Computational Linguistics - Speech & Technology

Natural Language processing and Text Mining

While ‘Text Analytics’ is a more generic term, more specific terms that are current in computer science and linguistics are ‘Natural Language Processing’ and ‘Text Mining’. NLP or Natural Languages Processing is the umbrella term for the processing, exploration and analysis of data using computational linguistic tools and approaches. ‘Text mining’ is the process of converting unstructured or semi-structured oral and written data into structured data for exploration, analysis, and interpretation. Other methodologies involve statistical tools and machine learning. The scheme below illustrates the variety of focuses when applying computational methods to text.

NLP tools that are commonly used to facilitate text processing and information extraction are spell checkers/correctors, tokenizers, stop word removers, stemmers, lemmatizers, POS-taggers, chunkers such as sentence splitters, syntactic parsers, thesauri and ontologies, keyword extractors.

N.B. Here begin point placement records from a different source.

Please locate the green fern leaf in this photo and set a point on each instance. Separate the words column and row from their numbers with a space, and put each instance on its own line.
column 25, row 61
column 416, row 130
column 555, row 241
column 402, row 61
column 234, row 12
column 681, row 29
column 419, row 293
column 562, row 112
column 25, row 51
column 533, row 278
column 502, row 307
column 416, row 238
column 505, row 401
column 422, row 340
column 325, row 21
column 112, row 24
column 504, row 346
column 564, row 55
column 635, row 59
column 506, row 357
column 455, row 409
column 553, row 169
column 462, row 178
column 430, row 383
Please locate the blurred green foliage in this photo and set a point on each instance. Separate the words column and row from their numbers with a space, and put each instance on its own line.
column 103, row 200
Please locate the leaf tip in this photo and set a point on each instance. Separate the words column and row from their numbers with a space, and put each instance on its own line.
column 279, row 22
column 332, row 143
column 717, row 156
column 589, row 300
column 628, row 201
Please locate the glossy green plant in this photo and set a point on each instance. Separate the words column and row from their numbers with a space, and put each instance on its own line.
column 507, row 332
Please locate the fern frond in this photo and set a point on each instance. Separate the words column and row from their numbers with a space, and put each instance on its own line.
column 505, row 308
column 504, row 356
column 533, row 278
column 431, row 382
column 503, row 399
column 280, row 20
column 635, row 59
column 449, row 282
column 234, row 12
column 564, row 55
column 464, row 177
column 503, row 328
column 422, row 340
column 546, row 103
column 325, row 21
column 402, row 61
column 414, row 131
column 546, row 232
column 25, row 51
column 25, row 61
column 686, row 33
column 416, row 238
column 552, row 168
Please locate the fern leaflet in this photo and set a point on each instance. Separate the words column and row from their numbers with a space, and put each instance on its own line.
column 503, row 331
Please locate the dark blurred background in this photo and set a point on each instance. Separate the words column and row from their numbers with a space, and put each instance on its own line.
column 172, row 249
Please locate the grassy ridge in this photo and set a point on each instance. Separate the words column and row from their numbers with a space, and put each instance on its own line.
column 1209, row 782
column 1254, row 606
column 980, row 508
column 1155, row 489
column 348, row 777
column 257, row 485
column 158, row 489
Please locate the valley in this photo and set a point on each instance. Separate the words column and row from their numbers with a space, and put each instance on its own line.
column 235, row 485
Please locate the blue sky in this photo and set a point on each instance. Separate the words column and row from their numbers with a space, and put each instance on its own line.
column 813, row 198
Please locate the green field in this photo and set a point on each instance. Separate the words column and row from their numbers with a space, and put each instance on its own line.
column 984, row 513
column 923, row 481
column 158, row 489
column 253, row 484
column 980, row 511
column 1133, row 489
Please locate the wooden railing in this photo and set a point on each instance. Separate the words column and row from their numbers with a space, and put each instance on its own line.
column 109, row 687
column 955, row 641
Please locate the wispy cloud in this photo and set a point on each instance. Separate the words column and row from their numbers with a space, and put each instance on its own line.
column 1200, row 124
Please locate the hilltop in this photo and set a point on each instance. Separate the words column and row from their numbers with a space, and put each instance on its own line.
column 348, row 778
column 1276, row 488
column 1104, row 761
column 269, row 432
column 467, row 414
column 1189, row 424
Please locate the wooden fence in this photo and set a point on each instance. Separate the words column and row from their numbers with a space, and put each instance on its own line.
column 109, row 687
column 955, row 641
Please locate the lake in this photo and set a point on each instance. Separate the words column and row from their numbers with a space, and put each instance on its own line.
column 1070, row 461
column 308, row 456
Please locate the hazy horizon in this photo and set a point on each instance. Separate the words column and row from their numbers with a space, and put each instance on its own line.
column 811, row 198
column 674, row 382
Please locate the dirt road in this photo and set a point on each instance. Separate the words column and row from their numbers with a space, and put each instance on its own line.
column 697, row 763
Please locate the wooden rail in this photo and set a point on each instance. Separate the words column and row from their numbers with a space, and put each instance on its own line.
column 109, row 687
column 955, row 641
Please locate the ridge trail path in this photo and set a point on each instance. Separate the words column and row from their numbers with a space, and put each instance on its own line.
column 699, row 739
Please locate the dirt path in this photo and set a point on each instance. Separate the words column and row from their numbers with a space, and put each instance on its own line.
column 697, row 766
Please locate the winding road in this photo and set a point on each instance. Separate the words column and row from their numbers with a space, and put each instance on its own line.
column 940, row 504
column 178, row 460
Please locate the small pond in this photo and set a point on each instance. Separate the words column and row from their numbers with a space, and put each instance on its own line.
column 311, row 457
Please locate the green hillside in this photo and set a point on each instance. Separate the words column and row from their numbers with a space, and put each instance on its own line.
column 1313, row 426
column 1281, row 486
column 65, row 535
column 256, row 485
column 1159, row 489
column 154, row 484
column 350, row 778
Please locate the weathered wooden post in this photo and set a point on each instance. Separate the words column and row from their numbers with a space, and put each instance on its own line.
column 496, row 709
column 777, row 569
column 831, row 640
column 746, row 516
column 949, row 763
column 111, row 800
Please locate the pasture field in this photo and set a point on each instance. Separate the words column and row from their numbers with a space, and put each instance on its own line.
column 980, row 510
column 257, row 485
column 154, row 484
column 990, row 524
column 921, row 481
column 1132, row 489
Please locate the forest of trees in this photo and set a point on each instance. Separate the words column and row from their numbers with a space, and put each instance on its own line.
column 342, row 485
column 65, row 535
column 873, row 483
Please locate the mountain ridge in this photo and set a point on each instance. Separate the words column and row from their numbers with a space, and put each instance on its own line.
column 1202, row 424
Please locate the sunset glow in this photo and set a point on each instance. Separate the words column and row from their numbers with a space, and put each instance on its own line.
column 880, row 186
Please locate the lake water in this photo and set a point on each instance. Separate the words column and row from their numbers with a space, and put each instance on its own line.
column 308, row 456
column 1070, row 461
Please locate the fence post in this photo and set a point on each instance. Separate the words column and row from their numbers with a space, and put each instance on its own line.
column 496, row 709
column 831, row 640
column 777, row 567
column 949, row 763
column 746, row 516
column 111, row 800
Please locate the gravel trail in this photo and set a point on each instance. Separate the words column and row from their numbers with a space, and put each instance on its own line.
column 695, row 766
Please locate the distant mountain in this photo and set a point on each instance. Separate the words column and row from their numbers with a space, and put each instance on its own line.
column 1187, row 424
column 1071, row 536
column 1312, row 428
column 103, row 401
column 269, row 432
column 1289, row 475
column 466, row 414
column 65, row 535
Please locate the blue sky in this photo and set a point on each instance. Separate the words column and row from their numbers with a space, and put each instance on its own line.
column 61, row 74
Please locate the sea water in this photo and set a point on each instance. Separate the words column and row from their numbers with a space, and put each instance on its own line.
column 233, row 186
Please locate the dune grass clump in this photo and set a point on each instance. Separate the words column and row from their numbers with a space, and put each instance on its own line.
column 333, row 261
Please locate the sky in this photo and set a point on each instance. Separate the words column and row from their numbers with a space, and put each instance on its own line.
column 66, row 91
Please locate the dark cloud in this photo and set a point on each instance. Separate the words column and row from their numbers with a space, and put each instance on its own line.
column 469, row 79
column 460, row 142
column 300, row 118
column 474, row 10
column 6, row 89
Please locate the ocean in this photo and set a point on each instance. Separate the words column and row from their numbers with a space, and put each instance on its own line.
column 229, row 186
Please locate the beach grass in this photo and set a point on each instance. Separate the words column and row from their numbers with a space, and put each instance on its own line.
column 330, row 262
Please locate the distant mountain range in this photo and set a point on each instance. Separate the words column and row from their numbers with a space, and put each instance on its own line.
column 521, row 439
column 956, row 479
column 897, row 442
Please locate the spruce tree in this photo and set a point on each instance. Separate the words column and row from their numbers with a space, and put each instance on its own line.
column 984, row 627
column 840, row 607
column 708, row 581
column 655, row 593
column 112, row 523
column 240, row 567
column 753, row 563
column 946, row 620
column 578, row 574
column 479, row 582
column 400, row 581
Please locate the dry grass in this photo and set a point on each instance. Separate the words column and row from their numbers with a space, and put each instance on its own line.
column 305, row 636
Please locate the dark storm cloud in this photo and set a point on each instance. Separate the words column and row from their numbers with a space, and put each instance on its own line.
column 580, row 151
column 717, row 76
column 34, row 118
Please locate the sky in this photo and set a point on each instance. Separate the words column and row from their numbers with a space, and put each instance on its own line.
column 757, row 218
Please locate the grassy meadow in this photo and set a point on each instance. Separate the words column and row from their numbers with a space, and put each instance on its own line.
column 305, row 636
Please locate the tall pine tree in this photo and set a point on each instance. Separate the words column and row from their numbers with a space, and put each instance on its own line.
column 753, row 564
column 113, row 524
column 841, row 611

Automated speech recognition (ASR) tools partially replace manual transcription. They can mark silences and recognize different speakers in, for example, an interview. An important surplus is that ASR converts spoken language into text which can be aligned with the spoken fragments. Emotion recognition detects positive and negative feelings, taking into account silences, tone/pitch and role-taking.

Named entity recognizers (NER) extract named entities, i.e. proper nouns such as person names, names of organisations, geographical terms, but also dates, percentage, numbers.

Other Information extraction (IE) tools detect keywords, generate frequency lists and summaries, produce word clouds, and categorise documents. There are also excellent tools for discovering (unexpected) patterns such as concordances (KWiC/Keywords in Context) and correlations.

Examples of NLP tools can be found here.

It speaks for itself that this technology has been developed with a strong focus on the characteristics of language expressed in written form. But now that technologies are increasingly capable of automatically turning speech into text, the next challenge will be to develop specific methodologies for the automatic analysis of spoken text. This is at the core of the discipline of language technology, but is still unexplored territory with regard to typical humanities data such as oral history interviews, or data that is used by media scholars such as television and radio broadcastings.